The deal to confirm Loretta Lynch perfectly exemplified this virtue.

No Republican wanted Eric Holder to stay in his current position any longer than necessary, but Lynch proved to be a good bargaining chip in a struggle to pass a human trafficking bill.

Passing that bill should have been a no-brainer, but Democrats, desperate to paint Republicans as anti-abortion extremists for political reasons, manufactured an objection to a long-agreed-to compromise, named for former Illinois Republican Henry Hyde, that taxpayers shouldn’t be forced to pay for abortions.

McConnell didn’t buckle, kept his team together, and forced a compromise to move both Lynch and the Human Trafficking bill together.

The newly minted Republican leader has a history of waiting patiently to play his cards.

When the House passed a compromise to finally fix permanently a flaw in the formula to pay doctors in the Medicare program, McConnell took his time in having the Senate consider it, making certain that his colleagues had a chance to have their amendments considered.

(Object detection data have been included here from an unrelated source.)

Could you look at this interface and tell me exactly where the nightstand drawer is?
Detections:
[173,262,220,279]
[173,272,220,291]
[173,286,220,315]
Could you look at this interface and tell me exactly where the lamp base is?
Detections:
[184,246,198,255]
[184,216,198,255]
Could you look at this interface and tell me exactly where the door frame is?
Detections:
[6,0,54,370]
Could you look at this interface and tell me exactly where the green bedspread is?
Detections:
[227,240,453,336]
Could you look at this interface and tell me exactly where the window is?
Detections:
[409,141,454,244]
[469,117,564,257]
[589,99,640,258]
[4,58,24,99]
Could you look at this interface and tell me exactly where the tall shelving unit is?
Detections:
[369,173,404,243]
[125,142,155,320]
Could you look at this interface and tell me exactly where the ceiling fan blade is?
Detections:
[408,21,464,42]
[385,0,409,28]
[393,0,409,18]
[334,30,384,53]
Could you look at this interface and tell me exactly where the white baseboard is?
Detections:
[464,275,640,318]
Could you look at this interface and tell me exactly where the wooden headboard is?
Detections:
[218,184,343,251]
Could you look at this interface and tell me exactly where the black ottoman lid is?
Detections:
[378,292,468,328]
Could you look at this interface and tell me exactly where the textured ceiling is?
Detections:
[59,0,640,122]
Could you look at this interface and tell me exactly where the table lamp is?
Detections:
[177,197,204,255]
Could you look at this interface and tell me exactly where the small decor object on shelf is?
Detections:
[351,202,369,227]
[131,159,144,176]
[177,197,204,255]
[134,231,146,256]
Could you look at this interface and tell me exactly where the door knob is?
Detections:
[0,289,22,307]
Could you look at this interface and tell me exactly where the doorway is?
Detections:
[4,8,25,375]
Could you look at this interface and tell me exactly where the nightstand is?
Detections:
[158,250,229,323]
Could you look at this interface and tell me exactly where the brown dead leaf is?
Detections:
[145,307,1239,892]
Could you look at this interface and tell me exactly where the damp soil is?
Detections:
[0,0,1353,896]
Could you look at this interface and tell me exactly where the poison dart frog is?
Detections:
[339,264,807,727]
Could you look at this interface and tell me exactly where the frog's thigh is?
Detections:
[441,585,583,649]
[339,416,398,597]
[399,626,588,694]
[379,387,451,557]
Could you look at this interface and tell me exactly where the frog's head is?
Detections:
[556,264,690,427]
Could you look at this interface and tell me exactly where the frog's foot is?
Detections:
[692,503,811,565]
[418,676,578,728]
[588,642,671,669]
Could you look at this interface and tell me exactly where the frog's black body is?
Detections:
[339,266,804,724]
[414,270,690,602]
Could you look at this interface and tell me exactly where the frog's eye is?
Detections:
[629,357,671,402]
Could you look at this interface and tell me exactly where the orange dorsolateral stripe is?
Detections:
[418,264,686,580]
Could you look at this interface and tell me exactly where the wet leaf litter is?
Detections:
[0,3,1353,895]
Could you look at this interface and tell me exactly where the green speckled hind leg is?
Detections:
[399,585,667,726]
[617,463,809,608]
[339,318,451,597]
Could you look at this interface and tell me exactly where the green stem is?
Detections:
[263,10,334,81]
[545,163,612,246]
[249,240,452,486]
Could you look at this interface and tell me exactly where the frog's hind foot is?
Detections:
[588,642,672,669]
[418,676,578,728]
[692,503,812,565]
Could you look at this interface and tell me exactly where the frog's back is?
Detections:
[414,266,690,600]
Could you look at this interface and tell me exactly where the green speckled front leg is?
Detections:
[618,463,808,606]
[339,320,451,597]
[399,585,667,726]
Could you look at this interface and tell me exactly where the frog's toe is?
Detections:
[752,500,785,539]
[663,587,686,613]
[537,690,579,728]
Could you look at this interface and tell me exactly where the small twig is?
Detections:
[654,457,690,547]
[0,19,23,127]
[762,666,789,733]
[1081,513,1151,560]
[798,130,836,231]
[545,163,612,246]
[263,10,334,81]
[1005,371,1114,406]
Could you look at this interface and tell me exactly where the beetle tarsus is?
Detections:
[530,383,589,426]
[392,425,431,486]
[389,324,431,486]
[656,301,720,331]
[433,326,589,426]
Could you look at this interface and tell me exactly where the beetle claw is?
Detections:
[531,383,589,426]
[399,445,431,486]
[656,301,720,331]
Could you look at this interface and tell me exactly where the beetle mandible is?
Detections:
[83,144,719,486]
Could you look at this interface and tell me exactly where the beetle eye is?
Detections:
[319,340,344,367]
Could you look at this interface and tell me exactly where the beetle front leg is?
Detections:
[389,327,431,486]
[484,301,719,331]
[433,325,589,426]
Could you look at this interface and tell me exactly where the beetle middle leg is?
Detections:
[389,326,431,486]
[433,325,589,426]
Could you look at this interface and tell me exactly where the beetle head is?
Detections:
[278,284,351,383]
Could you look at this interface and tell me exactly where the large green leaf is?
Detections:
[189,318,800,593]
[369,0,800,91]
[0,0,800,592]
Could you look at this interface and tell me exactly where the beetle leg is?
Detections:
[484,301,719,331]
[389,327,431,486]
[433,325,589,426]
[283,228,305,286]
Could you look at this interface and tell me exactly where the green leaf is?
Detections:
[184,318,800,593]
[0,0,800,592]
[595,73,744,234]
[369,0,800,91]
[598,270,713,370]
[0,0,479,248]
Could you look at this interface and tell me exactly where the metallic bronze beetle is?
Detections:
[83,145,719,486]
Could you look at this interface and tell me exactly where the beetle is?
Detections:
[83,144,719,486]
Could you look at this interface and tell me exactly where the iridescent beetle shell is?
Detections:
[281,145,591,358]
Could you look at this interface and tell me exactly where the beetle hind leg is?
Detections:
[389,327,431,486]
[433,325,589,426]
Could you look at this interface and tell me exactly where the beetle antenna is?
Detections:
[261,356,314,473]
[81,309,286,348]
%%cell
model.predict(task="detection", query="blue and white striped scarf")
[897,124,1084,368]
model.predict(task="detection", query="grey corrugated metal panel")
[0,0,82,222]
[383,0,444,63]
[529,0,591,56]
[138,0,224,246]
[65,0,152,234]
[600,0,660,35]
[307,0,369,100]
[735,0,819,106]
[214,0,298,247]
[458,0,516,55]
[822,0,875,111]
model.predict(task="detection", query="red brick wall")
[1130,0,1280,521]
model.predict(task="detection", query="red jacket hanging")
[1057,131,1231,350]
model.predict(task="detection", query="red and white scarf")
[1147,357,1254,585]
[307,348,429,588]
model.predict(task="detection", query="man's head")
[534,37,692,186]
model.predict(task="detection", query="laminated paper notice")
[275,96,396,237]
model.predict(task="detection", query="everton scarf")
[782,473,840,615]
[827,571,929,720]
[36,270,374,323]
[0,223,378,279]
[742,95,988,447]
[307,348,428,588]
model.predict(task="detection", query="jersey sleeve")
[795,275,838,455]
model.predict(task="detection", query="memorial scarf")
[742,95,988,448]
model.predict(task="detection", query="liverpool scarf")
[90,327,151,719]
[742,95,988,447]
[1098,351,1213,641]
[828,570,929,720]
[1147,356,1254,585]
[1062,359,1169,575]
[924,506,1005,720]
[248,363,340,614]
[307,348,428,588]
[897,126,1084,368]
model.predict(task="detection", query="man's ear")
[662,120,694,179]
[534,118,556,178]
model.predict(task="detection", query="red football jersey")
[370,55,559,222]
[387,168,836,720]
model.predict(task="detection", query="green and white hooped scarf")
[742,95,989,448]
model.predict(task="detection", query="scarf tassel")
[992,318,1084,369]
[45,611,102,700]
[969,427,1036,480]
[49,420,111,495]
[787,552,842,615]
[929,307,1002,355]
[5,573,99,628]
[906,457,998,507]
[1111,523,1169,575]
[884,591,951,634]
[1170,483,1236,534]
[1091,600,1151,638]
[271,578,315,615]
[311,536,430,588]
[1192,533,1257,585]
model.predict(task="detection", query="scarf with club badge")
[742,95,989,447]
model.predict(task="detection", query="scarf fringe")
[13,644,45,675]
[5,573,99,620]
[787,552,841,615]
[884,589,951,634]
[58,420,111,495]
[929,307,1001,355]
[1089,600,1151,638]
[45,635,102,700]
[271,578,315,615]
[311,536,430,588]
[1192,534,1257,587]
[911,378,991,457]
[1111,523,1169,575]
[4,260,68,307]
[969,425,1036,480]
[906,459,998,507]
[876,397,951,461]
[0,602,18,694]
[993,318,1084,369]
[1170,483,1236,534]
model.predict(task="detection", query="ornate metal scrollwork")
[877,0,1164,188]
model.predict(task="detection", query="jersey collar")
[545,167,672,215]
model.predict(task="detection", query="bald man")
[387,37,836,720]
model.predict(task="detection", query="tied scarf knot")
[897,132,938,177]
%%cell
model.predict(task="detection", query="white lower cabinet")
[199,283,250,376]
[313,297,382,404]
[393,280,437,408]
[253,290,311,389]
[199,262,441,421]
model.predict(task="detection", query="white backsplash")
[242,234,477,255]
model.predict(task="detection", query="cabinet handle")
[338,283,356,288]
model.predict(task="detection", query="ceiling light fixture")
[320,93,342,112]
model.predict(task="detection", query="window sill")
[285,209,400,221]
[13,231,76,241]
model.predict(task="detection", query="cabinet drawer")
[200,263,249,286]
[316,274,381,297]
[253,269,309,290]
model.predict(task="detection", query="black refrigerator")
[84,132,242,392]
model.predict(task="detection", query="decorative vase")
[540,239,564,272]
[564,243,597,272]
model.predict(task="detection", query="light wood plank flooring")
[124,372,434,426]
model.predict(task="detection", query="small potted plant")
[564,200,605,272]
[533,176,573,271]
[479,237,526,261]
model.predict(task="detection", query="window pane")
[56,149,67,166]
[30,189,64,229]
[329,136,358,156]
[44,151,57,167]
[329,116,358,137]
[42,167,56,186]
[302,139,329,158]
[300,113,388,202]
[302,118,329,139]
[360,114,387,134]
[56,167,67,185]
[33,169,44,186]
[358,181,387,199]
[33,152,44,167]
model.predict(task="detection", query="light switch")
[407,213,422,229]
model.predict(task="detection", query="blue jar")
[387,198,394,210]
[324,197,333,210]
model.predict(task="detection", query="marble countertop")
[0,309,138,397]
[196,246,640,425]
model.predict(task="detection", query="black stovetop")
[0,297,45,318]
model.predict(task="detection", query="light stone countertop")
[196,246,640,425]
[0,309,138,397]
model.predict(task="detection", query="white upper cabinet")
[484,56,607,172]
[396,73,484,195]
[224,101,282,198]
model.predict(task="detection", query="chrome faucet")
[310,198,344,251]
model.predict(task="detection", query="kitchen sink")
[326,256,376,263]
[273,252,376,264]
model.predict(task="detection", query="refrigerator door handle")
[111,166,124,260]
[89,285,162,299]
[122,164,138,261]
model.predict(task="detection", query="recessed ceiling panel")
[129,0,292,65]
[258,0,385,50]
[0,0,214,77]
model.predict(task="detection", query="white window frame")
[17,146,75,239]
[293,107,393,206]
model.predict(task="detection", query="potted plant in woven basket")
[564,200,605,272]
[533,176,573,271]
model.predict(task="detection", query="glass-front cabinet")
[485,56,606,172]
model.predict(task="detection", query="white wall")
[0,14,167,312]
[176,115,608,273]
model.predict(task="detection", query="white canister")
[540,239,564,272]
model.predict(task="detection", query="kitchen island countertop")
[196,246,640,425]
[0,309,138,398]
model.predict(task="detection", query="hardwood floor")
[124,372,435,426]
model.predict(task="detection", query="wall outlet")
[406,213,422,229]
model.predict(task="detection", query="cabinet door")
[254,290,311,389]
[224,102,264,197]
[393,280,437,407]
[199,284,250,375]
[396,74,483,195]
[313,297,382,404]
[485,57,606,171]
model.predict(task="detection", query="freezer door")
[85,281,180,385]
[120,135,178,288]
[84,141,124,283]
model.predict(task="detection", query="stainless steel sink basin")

When Congress failed to pass a terrorism risk insurance bill at the end of last year, McConnell didn’t panic. Instead he waited until the new majority was firmly in place, and he calmly passed it as one of the first business items.

When the Senate considered a Keystone pipeline bill after TRIA passed, he was happy to allow for an open process, so open that the Senate considered more amendments in one day that it did in a year under the previous regime.

That patience also manifested itself when McConnell was in the minority. He was the one who staved off the fiscal cliff and cut a deal with the vice president that made permanent 98% of the Bush tax cuts, a victory that doesn’t get nearly enough credit.

While McConnell has been patient, he has also been relentless in pushing for regular order, which is why the Senate passed a budget resolution in March and is expected to pass a conference report before the Memorial Day recess.

It may be a surprise to the general public, but it is no surprise to Mitch McConnell that the Senate is working again, they way it is supposed to work. In McConnell’s mind, it just takes a little patience.